Les romans de Lotis

Les romans de Lotis

J'écris, je partage, je rends compte

Il décida de l'emmener

Il décida de l’emmener à la campagne. Ils déambulèrent un peu dans le parc jusqu’au parvis de la piscine couverte d'une bâche, sous les squelettes des pergolas, devant le pavillon d'été vide. Les primevères, les violettes peuplaient les pelouses glacées. Ils se déridèrent en chemin, deux mômes. Avec leurs connivences, une blague sur le Chauffeur, une moquerie sur le médecin de nos ombres. Souvent, ils s’attardaient ainsi. Dans une parenthèse de tendresse, une frivolité sans sexe. Juste à bavarder du Vieux, de Lina, de Dimitri, de musique, business et littérature. À se frôler, à s’étudier. C’était curieux d’ailleurs, il n’amenait pas d’autre fille. Il devait même répudier une impression proche du bien-être. Le faux manoir se préservait pour eux.

D’autres jours, à peine à l’intérieur, ils ne se détachaient plus, se cognaient aux meubles, s’entredévoraient, soudés l’un dans l’autre. Ils roulaient sur les tapis, couverts de bleus, de morsures et rieurs. À la fin, ils se séparaient. Dans la seconde, leurs rôles les rattrapaient, ils les réinvestissaient : lui un mac, elle, sa prostituée.

Elle adoptait le territoire. Elle imprégnait chaque pan de mur d’elle, de sa voix de soprano, de Chanel. Dans un petit salon jouxtant le vestibule, au milieu des statuettes d'inspiration africaine et des encyclopédies, elle jouait souvent du piano. Elle avait cessé de prendre des leçons depuis des mois. Ici, elle pouvait persévérer. Le piano noir laqué en demi-queue ne servait qu'à elle. Dans la pièce principale en rez-de-jardin, elle décorait les pots avec les bouquets d'un fleuriste de Saint-André, elle dansait depuis les baies vitrées jusqu'à l’âtre égérie du coin salon. Le granit, les poutres cohabitaient avec le rock, le hard rock, le jazz de Billie Holiday, Janis Joplin. Les CD et les paires de bas traînaient sur les poufs.

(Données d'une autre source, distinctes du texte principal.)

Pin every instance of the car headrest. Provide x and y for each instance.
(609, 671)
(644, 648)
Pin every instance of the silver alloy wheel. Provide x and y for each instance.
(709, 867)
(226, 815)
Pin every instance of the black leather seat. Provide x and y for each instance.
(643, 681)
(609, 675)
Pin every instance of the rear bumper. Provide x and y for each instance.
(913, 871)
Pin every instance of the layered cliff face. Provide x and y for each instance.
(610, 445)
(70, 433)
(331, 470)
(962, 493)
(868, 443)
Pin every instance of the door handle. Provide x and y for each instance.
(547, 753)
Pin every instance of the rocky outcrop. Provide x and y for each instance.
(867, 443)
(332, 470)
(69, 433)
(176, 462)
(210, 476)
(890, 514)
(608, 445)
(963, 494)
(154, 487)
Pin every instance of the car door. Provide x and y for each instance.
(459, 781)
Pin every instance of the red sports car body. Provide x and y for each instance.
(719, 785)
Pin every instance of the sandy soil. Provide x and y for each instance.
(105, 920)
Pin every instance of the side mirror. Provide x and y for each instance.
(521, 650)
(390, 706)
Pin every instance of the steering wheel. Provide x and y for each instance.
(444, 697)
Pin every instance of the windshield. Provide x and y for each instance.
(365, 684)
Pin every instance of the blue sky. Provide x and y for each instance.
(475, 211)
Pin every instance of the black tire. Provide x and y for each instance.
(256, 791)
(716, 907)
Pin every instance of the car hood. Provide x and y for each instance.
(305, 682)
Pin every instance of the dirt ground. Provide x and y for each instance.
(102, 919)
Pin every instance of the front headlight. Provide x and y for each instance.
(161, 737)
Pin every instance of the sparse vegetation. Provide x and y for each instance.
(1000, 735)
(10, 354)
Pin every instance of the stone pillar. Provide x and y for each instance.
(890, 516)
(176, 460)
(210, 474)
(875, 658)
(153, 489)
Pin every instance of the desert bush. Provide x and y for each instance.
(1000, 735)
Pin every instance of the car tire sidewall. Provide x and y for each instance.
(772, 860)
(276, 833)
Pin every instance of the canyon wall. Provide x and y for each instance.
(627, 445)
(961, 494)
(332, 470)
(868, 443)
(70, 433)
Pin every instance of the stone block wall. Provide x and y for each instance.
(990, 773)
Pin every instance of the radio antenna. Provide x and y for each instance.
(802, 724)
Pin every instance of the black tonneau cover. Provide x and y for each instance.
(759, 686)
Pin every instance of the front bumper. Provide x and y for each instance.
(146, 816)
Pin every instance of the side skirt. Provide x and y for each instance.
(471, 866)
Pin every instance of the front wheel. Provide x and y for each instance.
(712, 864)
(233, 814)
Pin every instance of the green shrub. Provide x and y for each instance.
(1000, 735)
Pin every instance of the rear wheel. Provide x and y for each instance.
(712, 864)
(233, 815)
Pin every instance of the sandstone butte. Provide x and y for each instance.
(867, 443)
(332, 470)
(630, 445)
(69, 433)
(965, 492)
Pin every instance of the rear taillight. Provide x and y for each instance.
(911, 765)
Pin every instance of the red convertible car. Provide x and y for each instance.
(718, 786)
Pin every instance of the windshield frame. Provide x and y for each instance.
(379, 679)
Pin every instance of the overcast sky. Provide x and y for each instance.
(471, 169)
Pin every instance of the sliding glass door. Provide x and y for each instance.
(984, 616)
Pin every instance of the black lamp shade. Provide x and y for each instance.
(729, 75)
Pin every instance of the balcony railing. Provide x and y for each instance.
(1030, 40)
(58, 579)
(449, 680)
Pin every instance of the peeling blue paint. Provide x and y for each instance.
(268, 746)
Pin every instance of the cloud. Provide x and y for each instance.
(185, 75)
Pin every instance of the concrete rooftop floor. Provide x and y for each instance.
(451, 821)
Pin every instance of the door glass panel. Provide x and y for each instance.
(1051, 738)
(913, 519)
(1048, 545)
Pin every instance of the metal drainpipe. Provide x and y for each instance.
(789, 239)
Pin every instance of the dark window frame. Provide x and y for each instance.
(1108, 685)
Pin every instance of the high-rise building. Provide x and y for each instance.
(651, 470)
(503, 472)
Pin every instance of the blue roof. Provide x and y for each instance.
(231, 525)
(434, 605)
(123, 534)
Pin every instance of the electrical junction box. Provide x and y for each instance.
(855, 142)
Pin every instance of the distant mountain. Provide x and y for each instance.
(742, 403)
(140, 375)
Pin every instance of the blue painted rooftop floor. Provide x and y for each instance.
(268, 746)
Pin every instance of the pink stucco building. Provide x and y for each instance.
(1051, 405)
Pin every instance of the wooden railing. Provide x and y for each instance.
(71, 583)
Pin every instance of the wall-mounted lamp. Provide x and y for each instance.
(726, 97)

Il l’appelait mademoiselle, baby et de cent autres façons. Il mesurait aussi son arrogance, ses principes, ses méthodes pour s’organiser dans ses activités. Il en tirait un motif singulier d’orgueil. Quand elle rechignait à la comédie, il parait une soirée de délassement. Il l’invitait au restaurant, la cajolait. Il apprenait à pronostiquer sur ses déprimes, sur ses refus. Il appliquait le remède avant le mal. Elle frottait le creux sur sa rotule, bruni par une empreinte de lanière. L’idée des cicatrices le gêna, il se détourna.

Mark : Je t’invite ce soir. Va te préparer.

D’autres jours, elle était incapable de lui obéir. Il sentait qu’elle lui échappait, il ne le tolérait pas. Il finissait par la menacer. Par la frapper. Un réflexe. Ensuite, à chaque fois, un sentiment d’échec le perturbait. Il fallait que les ecchymoses s’effacent vite. Qu’ils oublient les incidents. Il la soignait seul, lui demandait pardon vingt, trente fois. Sans jamais aucun témoin. Qu’eux deux. Il aurait voulu être dégoûté d’elle, de sa peau, de ses mimiques. Il ne parvenait pas à s’en libérer. Pire, il n’admettait plus qu’un autre puisse la faire souffrir autant que lui.